The primary worked example. Three sections composing to `A AND (B OR C)`, three source documents that cross-reference each other, 23 test cases.

**Source documents:**

* Education Act 1996 (s.512, s.512ZA) — child eligibility gate
* The Education (Free School Meals) (England) Regulations 2014 (Reg 3, 4, 4A, 5) — appears in all three sections
* Children and Families Act 2014 (s.105) — universal infant entitlement

**Section structure:**

| Section                             | Covers                                                | Source documents                                                     |
| ----------------------------------- | ----------------------------------------------------- | -------------------------------------------------------------------- |
| A — `child_eligibility`             | Age 4–15, state-funded school                         | Education Act 1996 + Free School Meals Regulations Reg 3             |
| B — `household_qualifying_criteria` | 7 benefit routes + looked-after/care leaver           | Free School Meals Regulations Reg 4 + Reg 4A                         |
| C — `universal_infant_fsm`          | Reception, Year 1, Year 2 — automatic, no income test | Children and Families Act 2014 + Free School Meals Regulations Reg 5 |

**Live composed rulebook:** `aethis/uk-fsm` — combines the three sections under one `outcome_logic`. Authenticated decide (`rulebook_id: aethis/uk-fsm`).

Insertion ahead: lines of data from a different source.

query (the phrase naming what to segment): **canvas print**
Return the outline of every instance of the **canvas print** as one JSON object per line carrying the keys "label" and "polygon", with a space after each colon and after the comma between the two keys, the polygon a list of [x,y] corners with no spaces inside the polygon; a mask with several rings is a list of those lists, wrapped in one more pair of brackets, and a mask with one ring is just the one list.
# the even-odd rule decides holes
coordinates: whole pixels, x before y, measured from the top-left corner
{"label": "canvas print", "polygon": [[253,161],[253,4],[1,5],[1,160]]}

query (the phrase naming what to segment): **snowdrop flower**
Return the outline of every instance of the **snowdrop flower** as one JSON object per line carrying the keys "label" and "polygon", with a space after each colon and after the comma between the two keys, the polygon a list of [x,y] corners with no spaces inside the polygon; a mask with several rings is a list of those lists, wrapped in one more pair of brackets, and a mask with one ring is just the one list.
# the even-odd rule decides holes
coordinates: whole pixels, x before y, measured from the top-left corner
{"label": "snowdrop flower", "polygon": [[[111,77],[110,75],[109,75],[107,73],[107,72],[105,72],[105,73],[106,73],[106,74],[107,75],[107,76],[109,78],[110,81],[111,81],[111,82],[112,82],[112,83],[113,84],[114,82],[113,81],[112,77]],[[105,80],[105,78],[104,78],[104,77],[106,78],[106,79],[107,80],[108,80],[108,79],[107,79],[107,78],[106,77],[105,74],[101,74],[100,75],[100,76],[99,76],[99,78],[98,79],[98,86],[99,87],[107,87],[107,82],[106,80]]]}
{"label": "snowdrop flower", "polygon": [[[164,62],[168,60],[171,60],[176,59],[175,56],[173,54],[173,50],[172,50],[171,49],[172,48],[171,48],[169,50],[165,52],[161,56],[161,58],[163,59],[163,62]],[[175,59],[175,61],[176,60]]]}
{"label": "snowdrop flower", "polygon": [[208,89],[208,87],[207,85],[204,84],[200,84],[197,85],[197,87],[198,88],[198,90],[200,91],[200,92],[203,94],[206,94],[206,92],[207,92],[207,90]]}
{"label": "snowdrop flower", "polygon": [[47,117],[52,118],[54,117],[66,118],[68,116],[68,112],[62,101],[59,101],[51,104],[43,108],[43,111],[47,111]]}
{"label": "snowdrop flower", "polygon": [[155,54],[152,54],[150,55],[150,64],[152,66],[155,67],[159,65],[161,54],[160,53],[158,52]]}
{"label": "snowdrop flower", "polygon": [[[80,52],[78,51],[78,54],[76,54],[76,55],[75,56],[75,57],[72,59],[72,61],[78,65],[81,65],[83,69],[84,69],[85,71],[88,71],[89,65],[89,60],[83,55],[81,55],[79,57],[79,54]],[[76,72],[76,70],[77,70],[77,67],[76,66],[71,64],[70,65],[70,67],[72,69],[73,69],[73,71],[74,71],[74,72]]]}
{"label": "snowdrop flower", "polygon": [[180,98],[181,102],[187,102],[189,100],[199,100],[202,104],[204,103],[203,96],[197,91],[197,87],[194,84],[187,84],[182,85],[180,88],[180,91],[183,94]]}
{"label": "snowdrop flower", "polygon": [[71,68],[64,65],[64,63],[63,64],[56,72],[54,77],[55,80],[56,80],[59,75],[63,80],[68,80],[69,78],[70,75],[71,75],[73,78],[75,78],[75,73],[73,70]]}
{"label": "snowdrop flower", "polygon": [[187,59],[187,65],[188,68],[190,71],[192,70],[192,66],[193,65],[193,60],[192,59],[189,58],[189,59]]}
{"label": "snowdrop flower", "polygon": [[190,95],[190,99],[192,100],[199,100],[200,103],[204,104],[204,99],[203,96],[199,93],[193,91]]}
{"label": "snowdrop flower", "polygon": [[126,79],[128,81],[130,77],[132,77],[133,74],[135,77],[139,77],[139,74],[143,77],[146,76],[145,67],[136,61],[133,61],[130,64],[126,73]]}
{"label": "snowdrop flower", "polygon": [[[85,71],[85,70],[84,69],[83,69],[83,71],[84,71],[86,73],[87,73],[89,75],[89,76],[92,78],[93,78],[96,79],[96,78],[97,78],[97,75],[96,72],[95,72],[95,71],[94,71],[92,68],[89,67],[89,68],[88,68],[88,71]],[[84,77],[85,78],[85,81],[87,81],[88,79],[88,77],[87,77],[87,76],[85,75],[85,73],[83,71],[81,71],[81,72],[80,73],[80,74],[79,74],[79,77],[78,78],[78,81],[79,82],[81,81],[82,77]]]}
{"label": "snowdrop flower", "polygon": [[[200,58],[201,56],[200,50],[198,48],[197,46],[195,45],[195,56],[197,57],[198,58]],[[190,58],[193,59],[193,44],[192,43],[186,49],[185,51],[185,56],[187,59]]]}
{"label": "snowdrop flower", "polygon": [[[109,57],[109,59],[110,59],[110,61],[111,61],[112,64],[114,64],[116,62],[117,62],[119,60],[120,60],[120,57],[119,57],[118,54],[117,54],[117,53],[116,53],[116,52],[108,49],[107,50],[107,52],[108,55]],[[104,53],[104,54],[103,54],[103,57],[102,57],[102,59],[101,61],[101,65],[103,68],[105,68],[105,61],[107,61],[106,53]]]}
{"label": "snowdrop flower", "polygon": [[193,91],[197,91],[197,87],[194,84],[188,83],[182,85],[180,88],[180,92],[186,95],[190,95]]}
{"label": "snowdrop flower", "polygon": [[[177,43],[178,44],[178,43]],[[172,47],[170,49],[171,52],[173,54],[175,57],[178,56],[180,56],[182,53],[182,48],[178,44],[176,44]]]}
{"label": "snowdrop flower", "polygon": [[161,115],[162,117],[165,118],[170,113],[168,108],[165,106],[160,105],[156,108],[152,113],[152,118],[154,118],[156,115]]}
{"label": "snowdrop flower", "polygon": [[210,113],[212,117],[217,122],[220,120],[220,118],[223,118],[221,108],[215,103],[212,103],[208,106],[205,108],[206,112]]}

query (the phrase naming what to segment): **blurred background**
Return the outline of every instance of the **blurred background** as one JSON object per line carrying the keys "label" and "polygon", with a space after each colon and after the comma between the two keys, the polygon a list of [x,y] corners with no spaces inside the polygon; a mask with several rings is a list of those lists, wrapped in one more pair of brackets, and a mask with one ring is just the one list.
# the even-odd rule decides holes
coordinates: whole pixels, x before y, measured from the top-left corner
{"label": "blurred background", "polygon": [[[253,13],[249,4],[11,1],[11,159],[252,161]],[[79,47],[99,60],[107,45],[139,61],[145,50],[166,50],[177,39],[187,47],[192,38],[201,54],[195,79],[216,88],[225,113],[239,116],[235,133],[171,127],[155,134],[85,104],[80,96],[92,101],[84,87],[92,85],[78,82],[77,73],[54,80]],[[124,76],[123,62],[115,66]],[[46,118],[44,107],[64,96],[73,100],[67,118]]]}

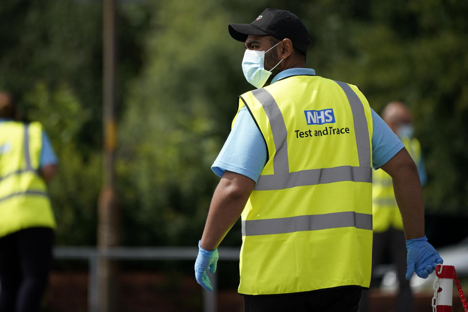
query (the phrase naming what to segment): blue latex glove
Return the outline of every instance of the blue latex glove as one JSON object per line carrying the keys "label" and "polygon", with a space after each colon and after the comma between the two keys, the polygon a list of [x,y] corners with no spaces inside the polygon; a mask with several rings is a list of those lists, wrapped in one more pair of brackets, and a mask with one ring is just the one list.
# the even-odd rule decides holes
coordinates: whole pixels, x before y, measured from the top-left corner
{"label": "blue latex glove", "polygon": [[409,280],[414,271],[421,278],[426,278],[432,273],[438,264],[444,260],[425,236],[421,238],[407,239],[406,250],[406,279]]}
{"label": "blue latex glove", "polygon": [[206,270],[210,270],[211,273],[216,272],[216,264],[218,262],[218,249],[211,252],[207,251],[200,247],[198,241],[198,255],[195,261],[195,278],[196,282],[205,289],[213,291],[213,288],[210,283],[210,279],[206,273]]}

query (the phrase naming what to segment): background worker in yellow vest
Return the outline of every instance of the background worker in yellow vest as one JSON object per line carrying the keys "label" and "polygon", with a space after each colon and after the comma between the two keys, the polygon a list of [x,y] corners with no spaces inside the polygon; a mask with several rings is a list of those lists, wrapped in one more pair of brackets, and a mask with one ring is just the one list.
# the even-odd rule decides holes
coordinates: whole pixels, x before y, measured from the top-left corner
{"label": "background worker in yellow vest", "polygon": [[[401,102],[389,103],[382,110],[382,117],[392,131],[405,144],[406,150],[416,163],[421,185],[427,179],[421,145],[413,137],[411,114]],[[399,289],[396,311],[414,311],[410,281],[405,278],[406,271],[406,249],[401,214],[398,209],[392,184],[391,177],[381,169],[372,173],[372,221],[373,241],[372,266],[378,266],[386,255],[396,265]],[[359,311],[368,311],[368,294],[363,292]]]}
{"label": "background worker in yellow vest", "polygon": [[15,120],[0,93],[0,311],[39,310],[52,260],[55,220],[46,182],[57,157],[39,122]]}
{"label": "background worker in yellow vest", "polygon": [[228,30],[258,89],[240,97],[212,167],[221,178],[198,242],[198,283],[212,290],[207,271],[240,216],[245,311],[357,311],[370,279],[372,167],[393,179],[409,275],[427,277],[443,260],[425,236],[417,170],[401,141],[357,87],[306,68],[311,39],[294,14],[267,9]]}

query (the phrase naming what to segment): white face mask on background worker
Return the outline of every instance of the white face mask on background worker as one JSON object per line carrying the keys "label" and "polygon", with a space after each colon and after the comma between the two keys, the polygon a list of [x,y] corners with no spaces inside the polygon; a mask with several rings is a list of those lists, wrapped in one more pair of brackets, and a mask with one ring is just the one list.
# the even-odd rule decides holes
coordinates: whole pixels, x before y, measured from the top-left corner
{"label": "white face mask on background worker", "polygon": [[265,54],[279,44],[280,41],[266,51],[246,50],[242,59],[242,71],[247,81],[255,88],[261,88],[272,74],[272,71],[283,61],[284,58],[269,71],[265,69]]}

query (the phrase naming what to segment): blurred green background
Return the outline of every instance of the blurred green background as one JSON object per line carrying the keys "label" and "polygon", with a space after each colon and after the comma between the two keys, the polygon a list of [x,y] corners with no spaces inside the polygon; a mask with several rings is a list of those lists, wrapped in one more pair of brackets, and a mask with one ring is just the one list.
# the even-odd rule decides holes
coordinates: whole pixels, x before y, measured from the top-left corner
{"label": "blurred green background", "polygon": [[[377,112],[390,100],[408,104],[429,176],[427,212],[468,216],[467,1],[117,3],[122,245],[196,245],[218,180],[210,166],[237,96],[252,88],[227,24],[250,23],[266,7],[289,10],[308,27],[307,64],[317,75],[359,86]],[[23,119],[44,124],[59,159],[50,187],[58,245],[96,242],[102,9],[99,1],[0,2],[0,89]],[[234,230],[223,246],[240,241]]]}

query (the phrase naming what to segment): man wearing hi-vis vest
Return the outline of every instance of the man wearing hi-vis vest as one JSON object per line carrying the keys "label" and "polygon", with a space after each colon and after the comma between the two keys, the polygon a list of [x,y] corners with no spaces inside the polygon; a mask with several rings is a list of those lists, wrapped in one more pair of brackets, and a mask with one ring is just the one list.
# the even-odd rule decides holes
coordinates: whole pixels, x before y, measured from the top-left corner
{"label": "man wearing hi-vis vest", "polygon": [[0,93],[0,311],[38,311],[52,260],[55,220],[46,182],[57,157],[42,125],[15,120]]}
{"label": "man wearing hi-vis vest", "polygon": [[357,87],[306,68],[311,42],[297,16],[267,9],[230,24],[244,42],[255,90],[239,97],[212,170],[213,195],[195,263],[212,290],[217,247],[241,217],[238,292],[250,311],[356,311],[370,279],[372,167],[393,179],[408,246],[408,278],[439,254],[424,234],[414,163]]}
{"label": "man wearing hi-vis vest", "polygon": [[[405,144],[414,161],[421,185],[427,179],[421,145],[413,137],[411,116],[408,107],[401,102],[389,103],[382,112],[382,117]],[[392,263],[396,265],[399,291],[395,311],[411,312],[414,304],[410,281],[405,278],[406,271],[406,249],[401,214],[393,192],[391,177],[379,169],[372,173],[372,208],[373,236],[372,266],[375,268],[382,261],[386,252],[389,252]],[[369,311],[368,294],[363,292],[359,304],[359,312]]]}

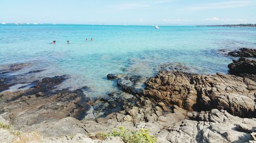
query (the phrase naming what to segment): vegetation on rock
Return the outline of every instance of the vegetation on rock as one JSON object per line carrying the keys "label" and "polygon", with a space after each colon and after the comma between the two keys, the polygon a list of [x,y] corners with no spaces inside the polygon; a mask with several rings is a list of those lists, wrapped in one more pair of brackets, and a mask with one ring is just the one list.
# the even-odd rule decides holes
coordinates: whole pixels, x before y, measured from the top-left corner
{"label": "vegetation on rock", "polygon": [[125,143],[155,143],[156,138],[154,135],[149,134],[148,130],[140,129],[138,131],[131,131],[119,127],[119,129],[114,128],[108,133],[98,132],[95,135],[90,134],[92,139],[106,139],[110,136],[119,136]]}

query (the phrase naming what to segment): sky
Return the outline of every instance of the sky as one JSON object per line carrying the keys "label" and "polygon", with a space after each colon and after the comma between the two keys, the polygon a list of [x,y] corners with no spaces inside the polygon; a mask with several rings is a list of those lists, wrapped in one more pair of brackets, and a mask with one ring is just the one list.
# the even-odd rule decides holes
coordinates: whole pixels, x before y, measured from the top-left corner
{"label": "sky", "polygon": [[256,0],[1,0],[0,22],[167,25],[256,23]]}

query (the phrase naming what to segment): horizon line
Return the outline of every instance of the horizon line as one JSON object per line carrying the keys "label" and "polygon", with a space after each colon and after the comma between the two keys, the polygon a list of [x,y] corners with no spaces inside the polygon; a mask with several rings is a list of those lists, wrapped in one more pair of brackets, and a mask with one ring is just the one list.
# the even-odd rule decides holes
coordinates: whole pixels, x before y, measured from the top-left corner
{"label": "horizon line", "polygon": [[[4,24],[3,24],[4,23]],[[57,24],[61,24],[61,25],[103,25],[103,26],[218,26],[218,25],[239,25],[239,24],[256,24],[256,23],[240,23],[240,24],[142,24],[142,25],[136,25],[136,24],[131,24],[131,25],[125,25],[125,24],[75,24],[75,23],[5,23],[3,22],[1,23],[0,25],[5,25],[5,24],[15,24],[15,25],[42,25],[42,24],[49,24],[49,25],[57,25]]]}

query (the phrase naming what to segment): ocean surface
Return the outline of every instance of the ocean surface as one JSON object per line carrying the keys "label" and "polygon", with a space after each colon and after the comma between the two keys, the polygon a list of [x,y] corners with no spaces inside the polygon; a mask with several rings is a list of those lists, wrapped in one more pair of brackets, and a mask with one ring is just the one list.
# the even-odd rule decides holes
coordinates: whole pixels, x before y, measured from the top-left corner
{"label": "ocean surface", "polygon": [[[0,68],[30,63],[32,66],[12,74],[45,70],[19,79],[28,83],[68,75],[69,79],[58,88],[87,86],[91,88],[89,96],[100,97],[117,90],[114,82],[107,80],[109,73],[148,77],[161,65],[170,63],[184,65],[198,73],[226,73],[227,65],[237,58],[226,56],[219,49],[256,48],[256,28],[159,27],[0,24]],[[90,41],[91,38],[94,41]],[[50,44],[53,40],[56,44]]]}

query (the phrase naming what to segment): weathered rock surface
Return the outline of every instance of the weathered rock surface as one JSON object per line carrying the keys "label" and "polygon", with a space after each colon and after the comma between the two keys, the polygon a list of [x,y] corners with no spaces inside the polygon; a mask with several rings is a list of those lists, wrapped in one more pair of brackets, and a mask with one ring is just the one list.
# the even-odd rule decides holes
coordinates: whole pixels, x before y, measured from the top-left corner
{"label": "weathered rock surface", "polygon": [[68,117],[82,120],[90,106],[81,90],[55,91],[65,76],[45,78],[34,88],[0,94],[0,113],[15,128],[26,130],[33,125]]}
{"label": "weathered rock surface", "polygon": [[190,111],[217,108],[242,117],[256,117],[256,83],[248,78],[163,71],[145,84],[143,95],[165,108],[176,105]]}
{"label": "weathered rock surface", "polygon": [[256,81],[256,60],[241,58],[233,60],[228,66],[229,73],[237,76],[246,77]]}
{"label": "weathered rock surface", "polygon": [[[34,83],[37,82],[38,81],[35,81],[37,79],[33,80],[33,78],[27,78],[27,76],[32,76],[34,73],[42,72],[44,70],[37,70],[23,74],[13,74],[14,72],[19,71],[31,65],[32,64],[31,63],[0,65],[0,92],[7,90],[9,89],[10,87],[18,84],[22,84],[21,87],[18,87],[18,89],[22,89],[27,87],[30,88],[33,86]],[[25,80],[28,79],[29,79],[29,80],[33,80],[27,81],[28,83],[26,83]],[[25,85],[22,85],[24,84]]]}
{"label": "weathered rock surface", "polygon": [[255,141],[252,136],[256,131],[255,119],[240,118],[217,109],[189,114],[193,120],[185,119],[170,125],[158,134],[158,141],[172,143]]}
{"label": "weathered rock surface", "polygon": [[256,49],[243,48],[238,50],[230,51],[228,54],[233,56],[256,58]]}
{"label": "weathered rock surface", "polygon": [[143,90],[138,88],[143,80],[139,76],[109,75],[124,92],[109,93],[95,100],[86,97],[84,88],[57,90],[66,76],[45,78],[24,91],[1,93],[0,122],[22,134],[16,136],[0,129],[5,135],[0,140],[123,142],[118,137],[99,140],[87,136],[123,126],[132,131],[148,129],[159,142],[256,141],[256,119],[233,116],[255,118],[254,81],[169,69],[150,78]]}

**Live public section ruleset (anonymous decide OK):** `aethis/uk-fsm/child-eligibility` — the Section A gate, queryable by itself.

Sections B (`household_criteria`) and C (`universal_infant`) live as rulesets *inside* the `aethis/uk-fsm` rulebook (Phase B.2.2 of the converged 2-term model) rather than as standalone published slugs. Hit them via `rulebook_id: aethis/uk-fsm` and the rulebook's `outcome_logic` combines them with Section A.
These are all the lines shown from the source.